As of late, Capcom has had a knack for picking out developers to take on their long running properties. Grin did wonders for Bionic Commando and Ninja Theory was able to create a stylized Devil May Cry that many enjoyed. It would seem the Japanese publisher has done it once more with Double Helix Games, allowing the Irvine-based studio to recreate one of the company’s oldest franchises. While nostalgia is running rampant, this is much more than a copy and paste job as Hiryu has found himself in a world brimming with adventure.
The plot of Strider is pretty nonexistent. Even from the get-go, they don’t give any context to what the lone ninja is doing, just that he arrives on the outskirts of Kazakh City on his glider and his mission is to kill the Grandmaster Meio. This is essentially a retelling of the original arcade game, but because they’re going off such light material as it is, there really isn’t much plot to speak of. Even the dialogue, which there’s a significant lack of, is relatively vague and generally lifeless, so much so they didn’t even put in the effort to animate the mouths of characters. Thankfully, the story really isn’t the draw; it’s the action packed gameplay from Hiryu and the interconnected areas that will bring in the most interest, and rightfully so.
Gameplay is simplistic to a degree. Combat generally consists of swinging a sword vigorously, with a useless launcher tied to the triangle button. The pacing is by far the best part of the game with enemies gradually becoming more difficult and only reacting to specific elemental factors. Some shields need to be shattered with an ice attack, while others with an explosion. The pace in which you obtain different gear and weaponry is well conceived, allowing you to slowly become a badass ninja over time. Sadly, the gameplay ultimately boils down to hammering on the light attack button over and over again, and even most boss fights don’t require that much strategy to complete. They have an attack pattern that must be learned, but at the end of the day, the square button will be worn out. On the positive side, there are special moves such as the robot panther and falcon from the original game, adding an extra layer of intensity during combat.

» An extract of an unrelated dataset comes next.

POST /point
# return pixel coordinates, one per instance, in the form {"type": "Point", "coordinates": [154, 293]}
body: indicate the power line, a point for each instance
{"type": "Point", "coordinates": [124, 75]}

While combat can be a bit repetitive at times, it’s the traversal of the world that really makes a huge difference. Unlike the traditional linear-based Strider games of the past, this iteration has a stronger emphasis on adventure and some puzzle solving elements. The most apt comparison would be to Shadow Complex or earlier Castlevania titles, having specific areas of the world inaccessible until an item is obtained. Unfortunately, even with some specific fast travel spots around the world, navigation from area to area is a bit cumbersome and backtracking can be a pain. Thankfully, most of the campaign calls for little revisiting past areas, so it comes down how much the player really wants to 100% the game. In the end, while combat can be a bit repetitive, there’s an overwhelming sense of enjoyment from the progression and the sense of adventure.
While the original Strider was incredibly difficult, that isn’t necessarily the case with Double Helix’s iteration. Through the course of the five to eight hour campaign, depending how much of the world you want to explore, I found the game over screen only two or three times. With the exception of maybe one boss, most of the story can be completed without much trouble on the default Normal difficult, so it’s definitely advised for hardcore fans of the series to start off with hard. It’s mainly the reuse of the same enemies that seems to weigh this down. Their attack patterns are virtually the same with some slight modifications, so once you’ve mastered one or two of the same enemies, you’ll have a good grasp on what to expect with the rest of the game.
The open environment of Strider can look artistically beautiful at times. The experienced ninja will find himself in suppressed cities, lava pits and futuristic airships, just to name a few. Each area has been well crafted, painting an appropriate picture of the rather depressing city and time. While making your way through the environments, there will be hidden items scattered throughout the world that will unlock concept art, but more importantly, levels for the additional modes. Survival Mode is just as it sounds with Strider being pitted against various robots he needs to dispatch of as quickly as possible. Beacon Run is essentially a time trial mode that places various checkpoints around the map, challenging the player to maneuver through the hazardous terrain with the best time in mind. These are nice side activities, especially the Beacon Run levels, allowing additional play after completing the main game.
It has been over a decade since the masked hero has graced his own game, but Strider is back and better than ever. Double Helix has done a phenomenal job in bringing the futuristic ninja into the modern day by not only upgrading the visuals while maintaining the two-dimension plane, but adding an addictive and well-constructed progression structure to keep the campaign interesting. While a coherent story is still relatively absent and navigation from area-to-area can be a bit cumbersome, it’s the strong adventure and combat elements that allow Strider to flourish into something special. Strider hits all the right notes and winds up being an experience not soon forgotten.